The RV-3028-C7 is the first ultra-low power RTC-module requiring just 40nA!

The new Real-time Clock Module RV-3028-C7 sets the new benchmark for lowest power consumption: 40 nA at a supply 3 V. The high accuracy of ±1 ppm at room temperature eliminates any calibration during manufacturing. The tiny package of just 3.5 x 1.5 x 0.8 mm combines the quartz crystal with the RTC circuit, offering also an integrated battery-back-up switch. The extreme low power consumption allows using MLCC capacitors to cover the back-up time. Together with an event detection input it features all the prerequisites for Wearables, Medical Healthcare and power sensitive IoT applications.

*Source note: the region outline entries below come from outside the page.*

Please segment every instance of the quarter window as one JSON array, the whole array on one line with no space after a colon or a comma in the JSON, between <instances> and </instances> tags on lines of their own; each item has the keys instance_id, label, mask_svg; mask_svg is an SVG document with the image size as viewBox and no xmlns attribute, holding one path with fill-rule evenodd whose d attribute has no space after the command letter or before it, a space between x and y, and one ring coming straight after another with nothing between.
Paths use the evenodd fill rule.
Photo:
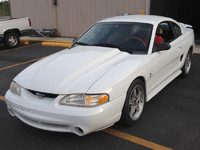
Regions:
<instances>
[{"instance_id":1,"label":"quarter window","mask_svg":"<svg viewBox=\"0 0 200 150\"><path fill-rule=\"evenodd\" d=\"M175 38L179 37L180 35L182 35L181 33L181 28L174 22L171 22L172 28L174 30L174 36Z\"/></svg>"}]
</instances>

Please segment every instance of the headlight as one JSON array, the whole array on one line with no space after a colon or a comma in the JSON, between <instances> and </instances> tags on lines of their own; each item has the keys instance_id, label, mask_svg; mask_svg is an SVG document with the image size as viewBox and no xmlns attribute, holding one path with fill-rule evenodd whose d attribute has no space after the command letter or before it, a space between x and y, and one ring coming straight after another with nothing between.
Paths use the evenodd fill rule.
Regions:
<instances>
[{"instance_id":1,"label":"headlight","mask_svg":"<svg viewBox=\"0 0 200 150\"><path fill-rule=\"evenodd\" d=\"M73 94L67 95L61 101L61 105L71 105L80 107L94 107L108 102L109 96L107 94Z\"/></svg>"},{"instance_id":2,"label":"headlight","mask_svg":"<svg viewBox=\"0 0 200 150\"><path fill-rule=\"evenodd\" d=\"M19 84L17 84L16 82L12 82L10 85L10 91L14 94L17 94L18 96L21 95L21 87Z\"/></svg>"}]
</instances>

  • Industries lowest current consumption of only 40 nA at 3 V supply
  • Factory calibrated time reference ±1.0 ppm at 25°C
  • Integrated 32.768 kHz Quartz Crystal
  • Event input for time-stamping during system power-down
  • Battery back-up switch with trickle charge ideal also for MLCC and Supercap
  • Wide voltage range 1.2 to 5.5V
  • Ultra-miniature ceramic SMD package: 3.2 x 1.5 x 0.8 mm
  • Provides year, month, date, weekday, hours, minutes and seconds
  • 32 bit Unix time counter e.g. for security code calculations
  • I²C interface 400 kHz


Specific link to the home page: http://www.microcrystal.com/index.php/products/real-time-clocks


Quote:
Markus Hintermann, International Product Manager at Micro Crystal AG in Switzerland quotes: "The RTC-Module RV-3028-C7 is the new mile stone in the field of time references. The combination of timing with back-up circuitry featuring the industry's lowest power consumption extends the autonomy in harsh conditions and will become the time reference of choice for Wearable and IoT applications."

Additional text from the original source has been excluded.